Top 10 Mediation Techniques Every Arbitrator Should Master

Recent Trends in Arbitrator Training
Across commercial and cross-border dispute resolution, the line between arbitration and mediation continues to blur. Arbitrators are increasingly expected to facilitate settlement discussions during proceedings, especially in multi-jurisdictional cases where delays multiply costs. Training bodies now recommend that arbitrators develop a core set of mediation techniques to manage these hybrid hearings effectively. This shift responds to a growing caseload of complex disputes where the arbitrator’s ability to steer settlement conversations directly affects case duration and client satisfaction.

Background: Why Arbitrators Need Mediation Skills
Traditionally, arbitration and mediation operated as separate tracks: the former adjudicative, the latter facilitative. But institutional rules (e.g., ICC, SIAC, LCIA) now permit arbitrators to encourage settlement or act as mediators with party consent.

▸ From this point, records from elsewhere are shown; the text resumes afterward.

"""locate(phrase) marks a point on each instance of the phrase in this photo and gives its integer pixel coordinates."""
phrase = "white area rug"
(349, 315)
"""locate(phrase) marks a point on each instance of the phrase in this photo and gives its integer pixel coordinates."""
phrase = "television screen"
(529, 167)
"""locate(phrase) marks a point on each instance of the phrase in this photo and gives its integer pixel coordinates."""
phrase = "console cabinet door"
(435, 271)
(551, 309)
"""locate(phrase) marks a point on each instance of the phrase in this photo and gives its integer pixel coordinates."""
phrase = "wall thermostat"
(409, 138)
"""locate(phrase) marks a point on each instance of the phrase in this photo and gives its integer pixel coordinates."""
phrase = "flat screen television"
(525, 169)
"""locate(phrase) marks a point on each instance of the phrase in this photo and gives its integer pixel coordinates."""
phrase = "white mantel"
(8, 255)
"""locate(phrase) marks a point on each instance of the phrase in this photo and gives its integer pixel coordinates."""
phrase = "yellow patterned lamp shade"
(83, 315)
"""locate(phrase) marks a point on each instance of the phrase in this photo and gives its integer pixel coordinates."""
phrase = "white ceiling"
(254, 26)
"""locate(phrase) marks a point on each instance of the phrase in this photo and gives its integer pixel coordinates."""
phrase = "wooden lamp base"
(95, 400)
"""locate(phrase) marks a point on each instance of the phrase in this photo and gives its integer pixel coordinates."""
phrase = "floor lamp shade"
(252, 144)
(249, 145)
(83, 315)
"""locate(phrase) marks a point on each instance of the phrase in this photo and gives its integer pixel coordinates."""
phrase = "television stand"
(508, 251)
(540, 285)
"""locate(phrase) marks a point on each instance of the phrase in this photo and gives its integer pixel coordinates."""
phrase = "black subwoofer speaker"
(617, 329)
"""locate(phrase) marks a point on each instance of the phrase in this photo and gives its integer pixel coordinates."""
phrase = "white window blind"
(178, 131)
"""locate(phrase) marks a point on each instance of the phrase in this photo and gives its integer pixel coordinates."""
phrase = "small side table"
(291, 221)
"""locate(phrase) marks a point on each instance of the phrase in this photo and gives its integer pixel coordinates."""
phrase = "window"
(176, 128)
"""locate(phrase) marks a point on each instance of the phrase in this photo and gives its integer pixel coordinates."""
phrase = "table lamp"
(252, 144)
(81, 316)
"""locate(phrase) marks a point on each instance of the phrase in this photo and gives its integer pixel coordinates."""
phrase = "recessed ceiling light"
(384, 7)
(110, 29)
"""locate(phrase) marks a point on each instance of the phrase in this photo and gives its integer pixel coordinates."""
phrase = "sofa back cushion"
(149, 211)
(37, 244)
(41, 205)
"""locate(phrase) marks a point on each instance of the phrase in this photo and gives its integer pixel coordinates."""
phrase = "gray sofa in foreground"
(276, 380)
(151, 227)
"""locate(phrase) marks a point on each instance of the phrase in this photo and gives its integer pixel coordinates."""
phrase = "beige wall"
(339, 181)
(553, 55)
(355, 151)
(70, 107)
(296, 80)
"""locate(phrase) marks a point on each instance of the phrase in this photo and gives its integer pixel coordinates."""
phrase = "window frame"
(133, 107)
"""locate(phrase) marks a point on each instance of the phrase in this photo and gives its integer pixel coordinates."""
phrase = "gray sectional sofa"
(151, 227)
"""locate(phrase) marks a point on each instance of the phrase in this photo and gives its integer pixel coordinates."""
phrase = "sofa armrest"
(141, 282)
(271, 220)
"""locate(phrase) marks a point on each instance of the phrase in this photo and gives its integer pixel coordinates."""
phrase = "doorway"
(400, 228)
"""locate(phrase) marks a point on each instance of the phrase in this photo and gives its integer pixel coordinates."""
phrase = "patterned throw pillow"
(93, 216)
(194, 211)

Without mediation training, an arbitrator may inadvertently compromise neutrality or limit procedural flexibility. The following ten techniques have emerged from practitioner feedback and institutional training curricula as the most relevant for arbitrators moving into these blended roles.

Top 10 Mediation Techniques for Arbitrators
- Active listening and reframing – Restating each party’s core interests without judgment to de-escalate tension and clarify underlying needs.
- Separating people from the problem – Encouraging objective analysis of facts while acknowledging emotional undercurrents.
- Interest-based questioning – Probing beyond legal positions to uncover commercial, relational, or reputational drivers.
- Caucus management – Conducting private sessions with each side while preserving perceived impartiality and avoiding information leakage.
- Reality testing – Gently challenging unrealistic legal or factual assumptions by referencing likely arbitration outcomes.
- Managing power imbalances – Structuring speaking time and question formats so that less-resourced parties participate effectively.
- Using BATNA/WATNA analysis – Guiding parties to estimate their best/worst alternatives to a settlement, thereby anchoring negotiation ranges.
- Generating creative options – Proposing non-binding, conditional scenarios that expand potential agreement beyond monetary damages.
- Managing multi-party dynamics – Sequencing discussions to handle coalitional splits and aligning separate interests without favoritism.
- Closing and documenting settlements – Translating oral agreements into binding terms that integrate with the arbitration record, including confidentiality clauses.
User Concerns: Impartiality and Liability
Arbitrators often hesitate to use mediation techniques for fear of appearing biased or creating grounds for challenge. Typical concerns include: will a suggestion for settlement be seen as prejudice? Does conducting a caucus with one party risk ex parte communication? Practical guidelines provide decision criteria: mediation-style interventions should occur only with all parties’ informed consent, and the arbitrator must avoid evaluating evidence or predicting outcomes prematurely. Most institutions offer sample consent forms and procedural checklists that mitigate liability when these steps are documented.
Likely Impact on Dispute Resolution Practice
Arbitrators who master these techniques may reduce average case timelines by weeks, lower costs for parties, and increase settlement rates during the hearing phase. In jurisdictions where arbitration is a direct alternative to court litigation, these skills differentiate practitioners and support referrals from law firms. Conversely, arbitrators who lack such techniques risk losing cases to hybrid processes like med-arb or to purely facilitative mediators who also hold legal credentials.
What to Watch Next
Watch for institutional rule revisions that formalize mediator-arbitrator role switches, and for continuing education requirements that mandate mediation training for arbitration panels. Additionally, expect technology platforms to add virtual caucus features tailored to arbitrators managing settlement discussions across time zones. The next development may be specialized certification programs that blend mediation and arbitration skill testing into a single credential.